Brigid Keenan

What happened to Jonathan Aitken’s young meteors?

The story of those who defined a decade

  • From Spectator Life

I am not bragging when I say that 56 years ago I was a young meteor. No: it is official. In 1967, Jonathan Aitken, then a young journalist on the Evening Standard (his uncle, Lord Beaverbrook, owned it at the time) wrote a book about the upcoming young movers and shakers in London – the stars of the Sixties (to mix celestial bodies). The Young Meteors it was called, and I was one of them. 

At that time, I was 27 years old and the fashion editor of the Sunday Times and Aitken put me in as one of the three powerful influencers in that world. (The others were Marit Allen of Vogue and Georgina Howell of the Observer – both dead now, sadly.)   

Aitken lauds the women journalists of the Sixties but is puzzled by the lack of female editor

The Young Meteors was really just a glorified list of successful men and women who shaped the Sixties – that extraordinary era that changed everything. This was the decade that saw the arrival of the Pill; the legitimisation of homosexuality; the abolition of hanging; the Oz and Lady Chatterley’s Lover trials. It was the dawn of a new kind of satirical humour (Peter Cook, Dudley Moore, David Frost, On the Fringe and That Was the Week That Was); a new elite (with the marriage of Anthony Snowden and Princess Margaret, for instance); a fashion revolution; the birth of the boutique; The Beatles, The Rolling Stones…   

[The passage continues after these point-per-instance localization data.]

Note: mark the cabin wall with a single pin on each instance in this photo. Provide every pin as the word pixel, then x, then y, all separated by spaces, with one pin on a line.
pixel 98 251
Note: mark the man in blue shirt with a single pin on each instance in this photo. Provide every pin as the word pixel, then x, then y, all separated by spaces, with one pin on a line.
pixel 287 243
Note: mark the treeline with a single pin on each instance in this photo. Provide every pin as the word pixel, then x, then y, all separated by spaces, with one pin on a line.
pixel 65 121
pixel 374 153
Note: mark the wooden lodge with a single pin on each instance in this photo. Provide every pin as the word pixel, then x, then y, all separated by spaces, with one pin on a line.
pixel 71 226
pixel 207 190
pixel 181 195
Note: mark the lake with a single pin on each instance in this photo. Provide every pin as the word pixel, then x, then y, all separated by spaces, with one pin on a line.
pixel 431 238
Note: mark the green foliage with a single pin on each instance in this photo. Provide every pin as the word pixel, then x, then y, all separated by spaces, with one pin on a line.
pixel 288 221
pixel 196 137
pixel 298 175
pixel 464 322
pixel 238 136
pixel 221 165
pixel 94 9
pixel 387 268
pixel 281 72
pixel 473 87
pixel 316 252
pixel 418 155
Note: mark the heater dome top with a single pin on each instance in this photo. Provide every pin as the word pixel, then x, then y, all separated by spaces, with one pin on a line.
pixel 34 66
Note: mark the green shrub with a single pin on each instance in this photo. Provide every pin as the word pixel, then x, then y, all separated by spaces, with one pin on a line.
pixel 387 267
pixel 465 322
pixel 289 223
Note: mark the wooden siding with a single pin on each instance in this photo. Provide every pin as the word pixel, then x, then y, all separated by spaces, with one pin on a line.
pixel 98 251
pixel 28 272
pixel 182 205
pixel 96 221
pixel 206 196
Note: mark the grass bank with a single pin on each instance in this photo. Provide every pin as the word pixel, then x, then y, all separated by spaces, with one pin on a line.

For anyone doing research on the Sixties, the book is the Bible. It came a little too early for some important figures: Germaine Greer published The Female Eunuch three years later and Carmen Khalil founded Virago, in 1973. Don McCullin, described by Aitken as a ‘top young photojournalist’, was world-famous within what seemed like minutes. 

The book was prompted by the Time magazine cover of April 1966 on which, across a collage of famous British faces, ran the bold headline LONDON: THE SWINGING CITY.